As it stands, no one can drive while under the influence under N.J.S.A.39:4-50. According to this law, any person who drives while under the influence of an intoxicating liquor, narcotic, hallucinogenic or habit-producing drug, or with a blood alcohol level of 0.08% or more can be charged with a DUI in New Jersey. Essentially, a person cannot take any substance that impairs their ability to drive. This means that even if you take medication regularly as prescribed, and it has an impact on you safely driving a car because you are “under the influence,” you can be charged with a DUI.
How Do They Prove DUI Charges in New Jersey?
The Alcotest is a breathalyzer used in determining whether you were driving under the influence of alcohol. It is a machine with its origins based in science. We have some mechanism to test the machine and to determine the validity of the read-out. On the other hand, with drugs and perhaps soon marijuana, there is no such test. More importantly, alcohol is usually not detectable in your blood beyond three days and the case law demands that the Alcotest be given in a certain amount of time after the arrest.
Simply put, there is no scientific mechanism that will test whether you currently under the influence of of marijuana. In other words, if you smoked marijuana a month ago, it may still be in your system. In this case, it will show up on a lab test if ordered by the State Police. The police will then use this lab work to try to prove that you drove while impaired and under the influence. The problem is that there may be a lot of false DUI convictions based on a positive marijuana lab result which does not show current usage, meaning it will not prove that you were actually high when you drove.

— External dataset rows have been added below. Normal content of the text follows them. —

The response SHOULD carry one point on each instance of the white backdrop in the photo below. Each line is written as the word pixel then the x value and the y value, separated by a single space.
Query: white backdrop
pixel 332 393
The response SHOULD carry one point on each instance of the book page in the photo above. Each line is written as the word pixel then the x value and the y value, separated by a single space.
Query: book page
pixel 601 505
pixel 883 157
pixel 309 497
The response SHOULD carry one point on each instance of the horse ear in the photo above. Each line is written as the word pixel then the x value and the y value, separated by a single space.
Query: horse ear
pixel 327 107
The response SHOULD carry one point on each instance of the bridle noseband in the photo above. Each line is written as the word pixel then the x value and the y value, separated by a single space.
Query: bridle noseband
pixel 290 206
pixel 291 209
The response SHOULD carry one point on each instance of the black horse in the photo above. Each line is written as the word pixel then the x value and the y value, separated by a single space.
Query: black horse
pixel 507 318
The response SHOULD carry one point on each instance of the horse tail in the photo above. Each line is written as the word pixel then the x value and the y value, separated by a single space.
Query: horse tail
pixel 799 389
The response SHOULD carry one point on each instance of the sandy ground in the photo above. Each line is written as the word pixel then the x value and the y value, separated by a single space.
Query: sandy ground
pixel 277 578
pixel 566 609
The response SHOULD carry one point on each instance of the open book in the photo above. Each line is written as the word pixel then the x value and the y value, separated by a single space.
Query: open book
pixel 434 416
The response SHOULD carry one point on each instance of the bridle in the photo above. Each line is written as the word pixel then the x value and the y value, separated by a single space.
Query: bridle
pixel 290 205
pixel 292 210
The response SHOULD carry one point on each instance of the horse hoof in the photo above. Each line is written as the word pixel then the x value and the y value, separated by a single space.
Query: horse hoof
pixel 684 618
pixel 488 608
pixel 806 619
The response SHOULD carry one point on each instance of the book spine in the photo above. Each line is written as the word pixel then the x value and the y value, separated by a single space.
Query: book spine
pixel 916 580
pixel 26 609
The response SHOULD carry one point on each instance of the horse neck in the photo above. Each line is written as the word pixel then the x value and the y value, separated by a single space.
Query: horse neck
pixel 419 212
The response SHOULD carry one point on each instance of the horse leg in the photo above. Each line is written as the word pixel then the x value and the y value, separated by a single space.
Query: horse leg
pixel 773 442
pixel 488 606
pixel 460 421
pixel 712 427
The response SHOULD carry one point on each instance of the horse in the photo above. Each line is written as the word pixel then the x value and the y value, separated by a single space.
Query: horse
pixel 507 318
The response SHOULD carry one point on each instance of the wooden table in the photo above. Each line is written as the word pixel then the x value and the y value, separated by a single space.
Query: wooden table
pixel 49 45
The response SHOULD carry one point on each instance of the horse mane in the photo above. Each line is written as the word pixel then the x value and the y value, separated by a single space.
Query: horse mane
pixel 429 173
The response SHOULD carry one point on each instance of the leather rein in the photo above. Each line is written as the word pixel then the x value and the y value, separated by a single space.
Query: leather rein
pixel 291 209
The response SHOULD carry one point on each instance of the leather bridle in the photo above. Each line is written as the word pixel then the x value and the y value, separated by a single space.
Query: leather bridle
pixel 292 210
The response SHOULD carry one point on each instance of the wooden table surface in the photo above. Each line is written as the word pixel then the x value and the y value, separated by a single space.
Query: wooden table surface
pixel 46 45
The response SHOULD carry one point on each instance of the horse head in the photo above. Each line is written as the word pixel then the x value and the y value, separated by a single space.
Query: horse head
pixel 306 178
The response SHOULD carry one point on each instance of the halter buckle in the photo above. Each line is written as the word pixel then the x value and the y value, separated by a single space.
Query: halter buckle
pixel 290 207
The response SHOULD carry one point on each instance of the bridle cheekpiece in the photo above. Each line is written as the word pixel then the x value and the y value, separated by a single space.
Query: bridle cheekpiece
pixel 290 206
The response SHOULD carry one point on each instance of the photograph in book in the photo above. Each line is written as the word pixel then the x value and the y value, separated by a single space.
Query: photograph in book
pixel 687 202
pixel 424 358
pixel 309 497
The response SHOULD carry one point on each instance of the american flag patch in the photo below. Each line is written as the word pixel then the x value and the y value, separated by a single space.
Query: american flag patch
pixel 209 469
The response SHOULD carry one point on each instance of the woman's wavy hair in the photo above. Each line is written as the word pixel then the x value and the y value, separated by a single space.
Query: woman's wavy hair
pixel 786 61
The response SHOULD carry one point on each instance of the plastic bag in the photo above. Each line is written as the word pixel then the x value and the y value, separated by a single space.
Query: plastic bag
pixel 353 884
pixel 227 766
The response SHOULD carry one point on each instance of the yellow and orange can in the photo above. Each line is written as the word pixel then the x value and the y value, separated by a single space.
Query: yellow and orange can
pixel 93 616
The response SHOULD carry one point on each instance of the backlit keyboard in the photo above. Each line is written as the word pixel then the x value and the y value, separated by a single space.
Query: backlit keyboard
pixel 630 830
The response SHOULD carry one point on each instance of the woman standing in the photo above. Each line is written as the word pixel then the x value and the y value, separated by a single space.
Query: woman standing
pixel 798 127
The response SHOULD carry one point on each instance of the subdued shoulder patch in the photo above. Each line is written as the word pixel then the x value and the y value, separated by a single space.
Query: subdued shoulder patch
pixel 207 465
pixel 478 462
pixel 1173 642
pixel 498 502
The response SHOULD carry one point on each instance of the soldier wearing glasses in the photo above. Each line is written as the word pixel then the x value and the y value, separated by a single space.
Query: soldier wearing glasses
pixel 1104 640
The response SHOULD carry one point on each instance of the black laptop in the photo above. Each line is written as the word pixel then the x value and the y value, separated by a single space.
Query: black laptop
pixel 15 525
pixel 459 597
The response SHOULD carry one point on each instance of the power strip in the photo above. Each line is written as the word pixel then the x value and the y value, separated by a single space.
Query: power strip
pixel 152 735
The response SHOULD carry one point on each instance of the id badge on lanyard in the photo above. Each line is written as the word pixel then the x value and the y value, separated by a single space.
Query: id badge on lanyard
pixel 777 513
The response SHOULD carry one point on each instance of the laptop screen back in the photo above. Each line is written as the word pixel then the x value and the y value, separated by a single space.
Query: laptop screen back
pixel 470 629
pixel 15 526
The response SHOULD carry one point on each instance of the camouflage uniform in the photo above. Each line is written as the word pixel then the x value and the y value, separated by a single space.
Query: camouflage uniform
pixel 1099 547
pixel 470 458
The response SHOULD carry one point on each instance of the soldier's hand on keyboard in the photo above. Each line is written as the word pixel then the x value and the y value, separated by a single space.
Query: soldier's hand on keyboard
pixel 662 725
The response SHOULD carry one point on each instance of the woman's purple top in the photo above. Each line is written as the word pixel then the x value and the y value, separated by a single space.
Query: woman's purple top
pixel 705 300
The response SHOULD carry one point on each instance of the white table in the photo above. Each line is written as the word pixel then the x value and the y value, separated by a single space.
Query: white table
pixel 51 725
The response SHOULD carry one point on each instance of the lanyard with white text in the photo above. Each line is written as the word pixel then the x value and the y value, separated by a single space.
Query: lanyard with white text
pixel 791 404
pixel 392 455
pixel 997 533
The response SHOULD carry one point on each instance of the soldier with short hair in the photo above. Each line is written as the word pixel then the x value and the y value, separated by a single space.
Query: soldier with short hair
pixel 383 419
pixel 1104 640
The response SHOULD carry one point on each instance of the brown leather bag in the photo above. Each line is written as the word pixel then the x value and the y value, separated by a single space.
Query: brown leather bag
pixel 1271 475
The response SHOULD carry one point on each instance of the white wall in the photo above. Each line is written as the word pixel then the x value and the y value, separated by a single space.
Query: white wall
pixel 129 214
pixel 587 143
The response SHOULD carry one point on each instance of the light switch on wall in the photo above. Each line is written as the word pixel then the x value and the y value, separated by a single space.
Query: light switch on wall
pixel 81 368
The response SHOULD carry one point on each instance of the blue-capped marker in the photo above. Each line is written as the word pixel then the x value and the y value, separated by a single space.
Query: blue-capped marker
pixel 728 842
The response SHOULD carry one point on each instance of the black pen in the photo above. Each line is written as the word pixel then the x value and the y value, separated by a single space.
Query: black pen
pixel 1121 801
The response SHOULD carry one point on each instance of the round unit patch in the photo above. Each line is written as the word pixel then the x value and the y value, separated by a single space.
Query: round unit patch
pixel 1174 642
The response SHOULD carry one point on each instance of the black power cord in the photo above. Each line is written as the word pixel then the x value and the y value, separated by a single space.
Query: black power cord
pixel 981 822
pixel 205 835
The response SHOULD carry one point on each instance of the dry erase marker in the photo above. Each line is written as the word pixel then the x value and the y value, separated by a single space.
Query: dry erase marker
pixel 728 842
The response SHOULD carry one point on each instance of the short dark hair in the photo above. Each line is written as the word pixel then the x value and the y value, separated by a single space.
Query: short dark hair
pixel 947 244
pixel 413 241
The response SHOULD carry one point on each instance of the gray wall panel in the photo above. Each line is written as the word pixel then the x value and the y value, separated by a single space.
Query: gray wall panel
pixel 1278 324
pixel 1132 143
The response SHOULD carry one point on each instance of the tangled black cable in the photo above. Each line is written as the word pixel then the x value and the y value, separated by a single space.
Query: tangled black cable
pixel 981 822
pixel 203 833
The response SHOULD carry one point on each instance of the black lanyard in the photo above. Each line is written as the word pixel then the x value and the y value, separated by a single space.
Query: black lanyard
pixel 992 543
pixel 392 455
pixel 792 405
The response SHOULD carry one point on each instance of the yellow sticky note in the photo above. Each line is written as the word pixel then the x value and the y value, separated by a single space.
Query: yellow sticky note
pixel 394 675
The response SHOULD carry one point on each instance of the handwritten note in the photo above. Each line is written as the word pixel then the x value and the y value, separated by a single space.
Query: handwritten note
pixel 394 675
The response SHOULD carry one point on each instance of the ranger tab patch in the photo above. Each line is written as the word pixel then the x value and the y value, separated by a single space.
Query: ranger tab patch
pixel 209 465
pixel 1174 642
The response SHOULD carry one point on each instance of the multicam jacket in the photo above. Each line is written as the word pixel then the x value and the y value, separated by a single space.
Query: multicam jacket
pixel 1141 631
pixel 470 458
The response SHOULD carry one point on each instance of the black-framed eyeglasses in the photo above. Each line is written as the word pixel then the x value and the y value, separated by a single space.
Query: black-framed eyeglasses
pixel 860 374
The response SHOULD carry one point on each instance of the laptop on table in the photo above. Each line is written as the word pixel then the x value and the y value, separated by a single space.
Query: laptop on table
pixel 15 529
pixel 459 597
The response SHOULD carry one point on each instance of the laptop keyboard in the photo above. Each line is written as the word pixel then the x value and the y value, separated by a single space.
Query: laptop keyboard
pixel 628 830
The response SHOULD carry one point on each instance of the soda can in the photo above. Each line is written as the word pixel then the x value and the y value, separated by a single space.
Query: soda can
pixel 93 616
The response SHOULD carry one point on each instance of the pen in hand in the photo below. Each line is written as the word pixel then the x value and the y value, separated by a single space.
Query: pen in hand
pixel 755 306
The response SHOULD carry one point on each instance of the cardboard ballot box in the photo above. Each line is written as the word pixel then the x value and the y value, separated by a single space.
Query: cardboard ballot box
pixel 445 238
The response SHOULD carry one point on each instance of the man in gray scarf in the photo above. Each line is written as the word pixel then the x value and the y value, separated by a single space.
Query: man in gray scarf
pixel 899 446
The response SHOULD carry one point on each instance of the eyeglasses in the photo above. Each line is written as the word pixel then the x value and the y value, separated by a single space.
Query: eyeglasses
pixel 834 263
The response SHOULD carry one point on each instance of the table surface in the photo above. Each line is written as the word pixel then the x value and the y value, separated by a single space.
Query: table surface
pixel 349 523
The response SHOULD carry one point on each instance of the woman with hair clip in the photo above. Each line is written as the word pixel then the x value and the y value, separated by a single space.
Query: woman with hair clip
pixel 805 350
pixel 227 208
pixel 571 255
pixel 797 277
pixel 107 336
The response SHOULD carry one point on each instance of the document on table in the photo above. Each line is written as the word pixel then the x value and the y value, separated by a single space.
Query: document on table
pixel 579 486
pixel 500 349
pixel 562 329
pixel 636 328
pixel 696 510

Accused of driving stoned in Bayonne or another town in NJ? The police will likely pull you over, say they smell marijuana, claim that your eyes are blood shot and watery, give you a field sobriety test, claim you failed it, and then call a Drug Recognition Expert (DRE) to the scene and in the station. He will speak with the officers and ask them about what they found. More likely than not, the DRE will say that you are under the influence of marijuana and his report will conform to the officer’s findings. The police will then apply for a warrant to do a blood draw. When the results come back establishing marijuana in your system, they will have more evidence of a DUI. If this happens to you, you should immediately find a knowledgeable DUI lawyer who is familiar with the lab work and marijuana and can effectively fight the case.
Got a Marijuana DUI in Hoboken, What Should I Do?
If you have been arrested for driving under the influence of marijuana, you should seek guidance from an experienced DUI defense lawyer as soon as you can. Seeking the help you need to build the best defense strategy provides you with the greatest chance of getting your charges dismissed. The New Jersey DUI attorneys at our firm are here to help you. Call our local office in Jersey City, NJ at (201) 793-8018 or fill out our online form to request a free consultation.
If you are someone who plans to use or ingest marijuana if it becomes legal, you should take every precaution while driving. You should not smoke in the car and give the police reason to believe that you may be smoking, driving, and under the influence. Just as you would not drive drunk or openly drink in the car, avoid driving while under the influence of marijuana. It remains to be seen how the state will prove that you are impaired. However, it is likely that the police will continue to use the same methods they have been employing for years: a motor vehicle infraction giving rise to the stop, the officer’s observations, your appearance, your speech, field tests, DRE findings, and eventually labs. Perhaps the state will even do away with the warrant requirement to draw your blood. Whatever happens, be careful, do not drive impaired, and contact an attorney immediately if you are arrested.